No. A to No. Regarding the titanium alloy bar of G, No. 1 of <Example 1>. 1 to No. In the same manner as in 11, using EBSD, the metal structure was examined, and the area ratio of primary α particles in the metal structure was determined. The results (area ratio of pro-eutectoid α particles) are shown in Table 2.
Also, no. A to No. Regarding the titanium alloy bar of G, No. 1 of <Example 1>. 1 to No. In the same manner as in 11, the area ratio of the pro-eutectoid α particles in the metal structure having an inclination θ of 25 ° to 55 ° and an equivalent circle diameter of 20 μm or more among the proeutectoid α particles was determined. . The results (area ratio of coarse pro-eutectoid α particles) are shown in Table 2.

As shown in Table 2, no.
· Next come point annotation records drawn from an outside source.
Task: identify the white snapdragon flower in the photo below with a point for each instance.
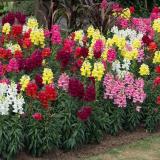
(116, 66)
(10, 100)
(126, 64)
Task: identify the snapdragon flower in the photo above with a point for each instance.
(10, 99)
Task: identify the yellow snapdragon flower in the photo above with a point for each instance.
(32, 23)
(98, 71)
(86, 69)
(24, 82)
(90, 31)
(47, 76)
(136, 43)
(79, 35)
(104, 54)
(156, 25)
(144, 70)
(126, 13)
(37, 37)
(6, 28)
(156, 58)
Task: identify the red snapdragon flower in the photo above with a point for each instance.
(17, 30)
(26, 43)
(157, 69)
(51, 93)
(31, 90)
(90, 94)
(146, 40)
(37, 116)
(152, 47)
(156, 81)
(42, 97)
(39, 80)
(76, 88)
(84, 113)
(18, 54)
(158, 100)
(46, 52)
(132, 9)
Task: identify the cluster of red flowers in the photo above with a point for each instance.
(71, 56)
(152, 46)
(44, 96)
(37, 116)
(32, 62)
(84, 113)
(156, 82)
(14, 17)
(47, 95)
(76, 89)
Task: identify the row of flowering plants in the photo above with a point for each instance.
(60, 92)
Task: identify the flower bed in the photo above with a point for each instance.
(64, 92)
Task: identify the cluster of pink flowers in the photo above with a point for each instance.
(155, 13)
(119, 90)
(111, 55)
(56, 35)
(63, 81)
(143, 25)
(98, 48)
(13, 65)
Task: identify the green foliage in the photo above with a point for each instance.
(11, 135)
(41, 136)
(132, 119)
(151, 111)
(75, 132)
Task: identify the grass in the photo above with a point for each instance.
(147, 149)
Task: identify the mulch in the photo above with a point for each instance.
(84, 151)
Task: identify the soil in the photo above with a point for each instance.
(85, 151)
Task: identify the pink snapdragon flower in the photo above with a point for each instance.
(104, 4)
(119, 90)
(63, 81)
(13, 66)
(111, 55)
(56, 35)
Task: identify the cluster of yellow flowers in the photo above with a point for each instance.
(95, 35)
(6, 28)
(98, 71)
(32, 23)
(126, 13)
(156, 58)
(144, 70)
(79, 36)
(156, 25)
(120, 42)
(47, 76)
(86, 69)
(24, 82)
(37, 37)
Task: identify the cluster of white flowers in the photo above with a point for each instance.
(121, 69)
(13, 47)
(129, 34)
(10, 100)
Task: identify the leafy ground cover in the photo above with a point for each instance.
(138, 145)
(146, 149)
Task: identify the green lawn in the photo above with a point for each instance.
(147, 149)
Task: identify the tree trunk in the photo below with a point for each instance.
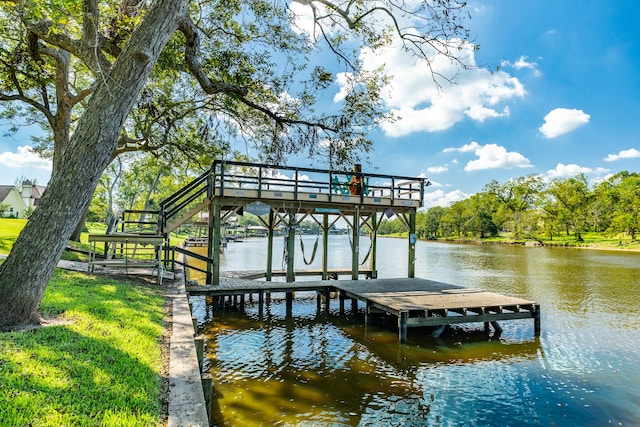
(26, 272)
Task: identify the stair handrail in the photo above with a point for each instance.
(173, 204)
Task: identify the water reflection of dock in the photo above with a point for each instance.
(415, 302)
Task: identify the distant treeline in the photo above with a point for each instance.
(530, 208)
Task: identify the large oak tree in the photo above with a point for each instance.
(88, 67)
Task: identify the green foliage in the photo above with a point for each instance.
(102, 367)
(525, 208)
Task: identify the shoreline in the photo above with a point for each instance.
(528, 244)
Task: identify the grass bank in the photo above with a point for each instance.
(102, 365)
(99, 363)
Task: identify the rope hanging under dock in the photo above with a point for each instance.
(313, 254)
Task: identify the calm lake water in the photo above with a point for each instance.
(310, 369)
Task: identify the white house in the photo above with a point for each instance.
(12, 202)
(18, 201)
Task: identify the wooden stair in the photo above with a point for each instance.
(186, 216)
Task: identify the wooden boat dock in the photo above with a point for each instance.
(282, 200)
(415, 302)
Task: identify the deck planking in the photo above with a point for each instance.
(415, 302)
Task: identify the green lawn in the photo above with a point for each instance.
(101, 366)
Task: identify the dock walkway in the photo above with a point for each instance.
(415, 302)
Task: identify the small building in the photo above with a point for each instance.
(18, 201)
(31, 193)
(11, 202)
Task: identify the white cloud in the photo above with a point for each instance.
(437, 169)
(563, 170)
(440, 198)
(491, 156)
(24, 163)
(631, 153)
(563, 120)
(413, 95)
(523, 63)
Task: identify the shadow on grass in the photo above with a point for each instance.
(104, 368)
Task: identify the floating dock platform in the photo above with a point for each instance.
(415, 302)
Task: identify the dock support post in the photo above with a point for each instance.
(355, 249)
(269, 273)
(291, 247)
(213, 248)
(402, 326)
(325, 246)
(199, 341)
(368, 313)
(412, 245)
(374, 241)
(260, 304)
(327, 300)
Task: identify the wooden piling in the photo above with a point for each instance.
(199, 342)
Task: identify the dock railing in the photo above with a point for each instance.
(229, 175)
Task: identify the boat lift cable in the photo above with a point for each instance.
(313, 253)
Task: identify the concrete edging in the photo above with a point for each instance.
(187, 406)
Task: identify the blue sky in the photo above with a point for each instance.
(565, 100)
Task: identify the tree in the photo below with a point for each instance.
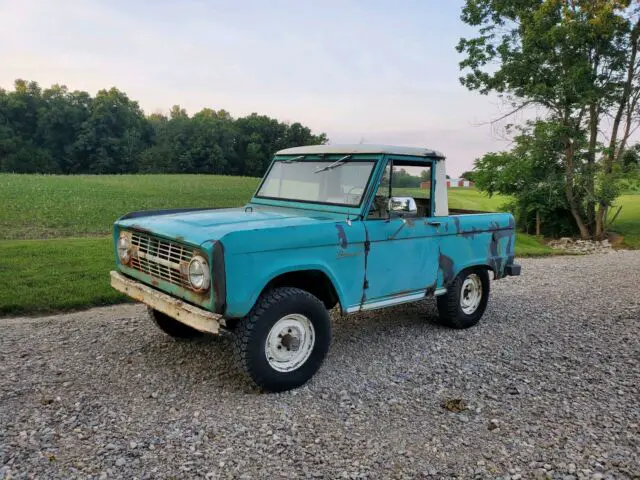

A to No. The titanium alloy bar of E is an example of the present invention, and the area ratio of coarse pro-eutectoid α grains was 2.0% or less, and had good fatigue properties.
On the other hand, no. Since the wrought ratio in the first α + β processing step is small, the area ratio of coarse pro-eutectoid α-grains exceeds 2.0%, and good fatigue characteristics can not be obtained.

Claims (3)

Hot-worked titanium alloy bar ,
The components of the hot-worked titanium alloy bar are Al: 5.50 to 6.75 mass%, V: 3.50 to 4.50 mass%, Fe: 0.05 to 0.30 mass%, O: Containing 0.05 to 0.20% by mass, the balance being Ti and unavoidable impurities,
And has a metal structure consisting of an α phase consisting of pro-eutectoid α grains and needle-like α grains, and a β phase,
The area ratio of the pro-eutectoid α particles in the metal structure is 30% or more,
Among the pro-eutectoid α-grains, an angle (inclination of c-axis) between c-axis direction of dense hexagonal structure and length direction of hot-worked titanium alloy bar is 25 ° or more and 55 ° or less, and equivalent to a circle A hot-worked titanium alloy bar characterized in that an area ratio of pro-eutectoid α particles having a diameter of 20 μm or more in the metal structure is 2.0% or less. Hot-worked titanium alloy bar ,
The components of the hot-worked titanium alloy bar are Al: 5.50 to 6.50% by mass, Sn: 1.75 to 2.25% by mass, Zr: 3.50 to 4.50% by mass, Mo: 5.50 to 6.50% by mass, Fe: 0.02 to 0.15% by mass, O: 0.02 to 0.15% by mass, the balance being Ti and unavoidable impurities,
And has a metal structure consisting of an α phase consisting of pro-eutectoid α grains and needle-like α grains, and a β phase,
The area ratio of the pro-eutectoid α particles in the metal structure is 30% or more,
Among the pro-eutectoid α-grains, an angle (inclination of c-axis) between c-axis direction of dense hexagonal structure and length direction of hot-worked titanium alloy bar is 25 ° or more and 55 ° or less, and equivalent to a circle A hot-worked titanium alloy bar characterized in that an area ratio of pro-eutectoid α particles having a diameter of 20 μm or more in the metal structure is 2.0% or less. A method of manufacturing a hot-worked titanium alloy bar made of an α + β two-phase titanium alloy manufactured by hot working an ingot,
  Β processing step of hot working the ingot in a β single phase temperature range,
  a first α + β processing step of hot working so that the wrought ratio is 1.7 or more in the α + β two-phase temperature range;
  a heat treatment step of heating to a β single phase temperature range and then water cooling;
  The hot-worked titanium according to claim 1 or 2, characterized in that a second α + β processing step of hot working so that the wrought ratio is 3.0 or more in the α + β two-phase temperature range is performed in this order. Method of manufacturing alloy bar.